First identified back in March, Cerber ransomware made headlines again recently after reportedly targeting Microsoft Office 365 users through a large-scale zero-day attack.
Outside estimates say the email was sent to millions of Office 365 users and that it took Microsoft more than 24 hours to block. Microsoft responded through a spokesperson, telling SC Magazine that Office 365 malware protection identified the threat and was updated within hours and that only a small amount of users were targeted.
Cerber is still a serious threat, though, and MSPs need to know how to protect their SMB customers from this ransomware strain that appears to be on the rise.
How Cerber ransomware works
According to The Hacker News, the ransomware is spread by phishing emails with malicious files attached, and it is then activated by enabling Macros. Once Cerber infects a system, it then encrypts files with certain extension using AES-256 encryption, encrypts the file name, and adds the .CERBER extension to it. It then asks users to pay a ransom of 1.24 bitcoins, which is currently about $670, in order to decrypt the files. The ransom doubles if it’s not paid within seven days.
One thing that makes Cerber stand out is that in addition to creating .txt and .html versions of the ransom note, it also creates a .vbs file that reads the ransom note aloud, adding insult to injury for ransomware victims.
How to protect customers from Cerber ransomware
Backup, user education, strong email security are the primary ways you can protect your SMB customers from Cerber. Currently, restoring to a recent backup is the only way to help victims get their files back without paying the ransom. So it’s important to make sure all of your customers are running regular backups and that those backups are working properly.

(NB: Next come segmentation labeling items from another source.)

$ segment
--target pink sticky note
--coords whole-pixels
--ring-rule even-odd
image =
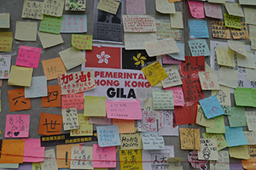
[[[38,68],[42,48],[20,46],[16,65]]]
[[[108,119],[107,117],[90,117],[89,122],[90,124],[96,125],[111,125],[111,119]]]
[[[108,118],[143,119],[139,99],[106,100],[106,110]]]
[[[41,147],[40,139],[22,139],[25,140],[24,162],[44,162],[44,149]]]
[[[171,88],[163,88],[163,90],[172,90],[174,105],[176,106],[184,105],[184,96],[183,96],[183,92],[182,88],[171,87]]]
[[[203,19],[205,18],[204,5],[200,1],[188,1],[190,14],[194,18]]]
[[[84,93],[61,95],[62,109],[76,107],[78,110],[84,110]]]
[[[93,167],[115,167],[116,153],[115,147],[100,147],[93,144]]]
[[[27,138],[30,115],[6,115],[5,138]]]
[[[166,64],[166,65],[179,65],[182,64],[181,60],[173,59],[172,57],[171,57],[168,54],[164,54],[162,55],[162,60],[163,60],[163,64]]]

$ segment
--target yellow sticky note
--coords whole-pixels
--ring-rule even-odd
[[[142,71],[147,76],[151,86],[154,86],[168,77],[165,69],[158,60],[143,68]]]
[[[92,49],[92,36],[72,34],[71,45],[78,49]]]
[[[230,156],[236,159],[250,159],[247,145],[230,147]]]
[[[61,34],[51,34],[42,31],[38,31],[38,34],[44,48],[50,48],[64,42]]]
[[[33,162],[32,170],[41,170],[41,163],[40,162]]]
[[[9,28],[9,13],[0,14],[0,28]]]
[[[84,116],[84,114],[78,114],[79,129],[71,130],[70,136],[92,136],[92,124],[89,123],[89,117]]]
[[[0,32],[0,51],[11,52],[13,45],[13,32]]]
[[[119,150],[121,170],[143,169],[141,150]]]
[[[214,118],[207,119],[200,105],[197,105],[196,124],[214,128]]]
[[[84,96],[84,116],[106,116],[107,97]]]
[[[120,3],[113,0],[100,0],[97,8],[113,14],[116,14],[119,3]],[[114,17],[113,14],[108,15],[107,14],[107,16],[108,16],[110,20],[111,18]]]
[[[12,65],[8,85],[30,87],[33,68]]]
[[[38,22],[16,21],[15,39],[37,41]]]
[[[61,51],[59,54],[67,71],[86,62],[85,57],[81,50],[73,47]]]

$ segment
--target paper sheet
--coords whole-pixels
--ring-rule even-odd
[[[20,41],[37,41],[38,22],[16,21],[15,39]]]

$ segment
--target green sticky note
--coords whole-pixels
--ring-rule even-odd
[[[247,119],[243,107],[231,107],[231,114],[228,116],[230,127],[247,126]]]
[[[239,106],[253,106],[252,88],[237,88],[234,89],[236,105]]]
[[[202,133],[202,136],[204,139],[217,139],[218,150],[223,150],[229,146],[223,134],[204,133]]]
[[[214,128],[206,128],[207,133],[225,133],[225,124],[224,122],[224,116],[214,117]]]
[[[44,19],[40,23],[39,31],[49,33],[60,34],[62,20],[63,16],[55,17],[44,14]]]
[[[225,26],[241,29],[241,17],[224,14]]]

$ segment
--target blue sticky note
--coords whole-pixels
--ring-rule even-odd
[[[243,133],[242,127],[230,128],[227,126],[225,128],[225,137],[229,147],[248,144],[248,142]]]
[[[179,53],[175,54],[167,54],[171,57],[178,60],[185,60],[185,48],[183,43],[176,43],[178,49],[180,50]]]
[[[63,14],[61,33],[87,32],[86,14]]]
[[[207,119],[224,114],[216,95],[201,99],[199,103]]]
[[[143,150],[165,150],[165,140],[158,132],[142,133]]]
[[[206,20],[189,20],[191,38],[209,37],[207,22]]]
[[[201,40],[189,40],[189,46],[192,56],[210,56],[211,52],[209,50],[207,42],[205,39]]]
[[[121,145],[118,125],[96,127],[98,144],[101,147]]]

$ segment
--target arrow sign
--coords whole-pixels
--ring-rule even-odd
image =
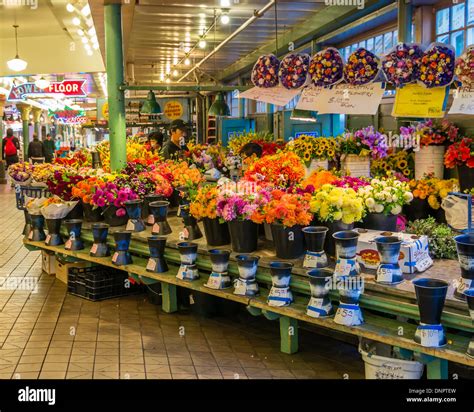
[[[8,95],[8,100],[25,100],[26,96],[35,94],[56,94],[68,97],[86,97],[84,90],[85,79],[63,80],[62,82],[51,82],[45,89],[40,89],[34,83],[23,83],[13,86]]]

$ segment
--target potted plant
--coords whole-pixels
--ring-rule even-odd
[[[202,220],[207,244],[210,246],[223,246],[230,243],[228,225],[217,217],[218,194],[216,185],[201,186],[189,206],[189,212],[196,219]]]
[[[258,225],[252,216],[270,201],[270,194],[250,182],[221,187],[217,197],[217,216],[229,225],[232,249],[250,253],[257,250]]]
[[[334,256],[332,235],[353,229],[354,223],[362,220],[364,203],[354,189],[325,184],[313,193],[310,210],[314,213],[315,225],[328,227],[324,250]]]
[[[339,139],[341,170],[354,177],[370,176],[371,159],[387,156],[387,142],[373,126],[353,133],[346,133]]]
[[[360,187],[357,193],[367,211],[364,227],[389,232],[396,231],[402,207],[413,199],[408,183],[394,177],[372,179],[370,185]]]
[[[444,155],[444,164],[448,169],[457,168],[460,190],[474,187],[474,139],[463,137],[448,146]]]
[[[311,195],[286,193],[275,189],[271,200],[257,210],[252,220],[271,225],[276,255],[281,259],[296,259],[304,252],[302,226],[307,226],[313,216],[309,211]]]

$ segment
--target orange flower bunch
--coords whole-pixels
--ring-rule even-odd
[[[205,185],[198,189],[197,195],[189,206],[189,212],[196,219],[217,218],[217,186]]]
[[[245,179],[274,186],[292,186],[301,181],[305,170],[301,159],[292,152],[280,152],[263,156],[251,164],[245,172]]]
[[[201,172],[196,168],[190,168],[186,162],[169,163],[169,167],[174,187],[196,186],[204,180]]]
[[[334,183],[336,180],[337,176],[328,170],[315,170],[301,182],[301,187],[313,186],[315,190],[318,190],[323,185]]]
[[[271,192],[271,200],[263,208],[257,209],[252,220],[255,223],[281,223],[286,227],[307,226],[313,218],[309,211],[309,193],[287,193],[280,189]]]
[[[92,204],[92,196],[101,183],[103,181],[96,176],[77,182],[72,188],[72,198],[81,199],[83,203]]]

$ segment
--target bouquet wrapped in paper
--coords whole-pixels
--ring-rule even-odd
[[[40,211],[45,219],[64,219],[77,203],[77,200],[66,201],[58,196],[52,196],[46,199]]]
[[[41,215],[41,208],[47,200],[47,197],[25,196],[26,210],[30,215]]]

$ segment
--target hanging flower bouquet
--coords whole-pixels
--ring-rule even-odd
[[[456,76],[463,87],[474,86],[474,46],[470,46],[456,61]]]
[[[303,163],[295,153],[281,152],[264,156],[250,165],[244,178],[260,185],[288,187],[303,179]]]
[[[251,73],[254,86],[270,88],[278,86],[278,70],[280,60],[273,54],[263,55],[257,59]]]
[[[448,86],[453,82],[454,69],[454,48],[442,43],[432,43],[421,59],[418,81],[427,88]]]
[[[417,44],[399,43],[384,56],[382,70],[395,87],[413,83],[419,76],[423,50]]]
[[[28,162],[14,163],[8,168],[8,175],[19,185],[27,185],[31,181],[33,166]]]
[[[278,77],[285,89],[299,89],[308,80],[309,55],[287,54],[280,63]]]
[[[372,52],[358,48],[347,59],[344,80],[352,85],[363,85],[375,80],[380,71],[380,60]]]
[[[325,184],[314,192],[310,210],[321,222],[351,224],[362,220],[364,204],[355,190]]]
[[[216,185],[201,186],[189,206],[189,212],[196,219],[217,218],[217,197],[219,190]]]
[[[372,179],[370,185],[360,187],[357,194],[363,200],[368,212],[385,215],[400,214],[403,205],[413,199],[408,183],[394,177],[383,180]]]
[[[344,61],[339,50],[328,47],[316,53],[309,65],[309,74],[315,86],[332,86],[342,81]]]

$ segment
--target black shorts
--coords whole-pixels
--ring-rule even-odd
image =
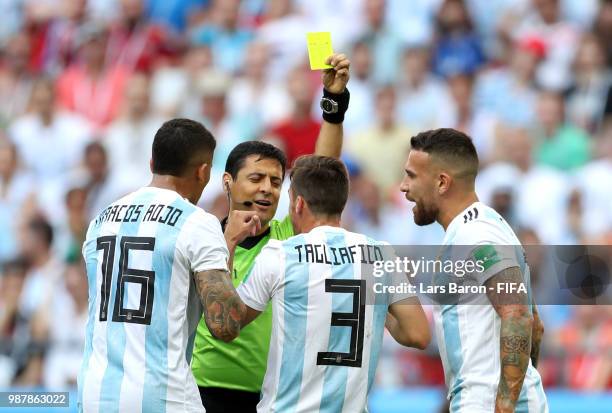
[[[198,387],[206,413],[257,413],[259,393],[221,387]]]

You also need to teach customers and their employees how to help protect themselves. This includes:
- Knowing how to spot a phishing email or other malicious content
- Disabling Macros on Microsoft Office programs
- Keeping antivirus and security programs up-to-date
It’s critical to help your SMB customers understand that moving to cloud applications, such as Office 365, doesn’t automatically eliminate IT security threats. They can’t just sit back and assume all the necessary security is just taken care of because they’ve moved to the cloud. The threat landscape is constantly evolving, so a multi-layered defense combining built-in security with additional business-grade email security and advanced threat detection is key to keeping their data truly protected.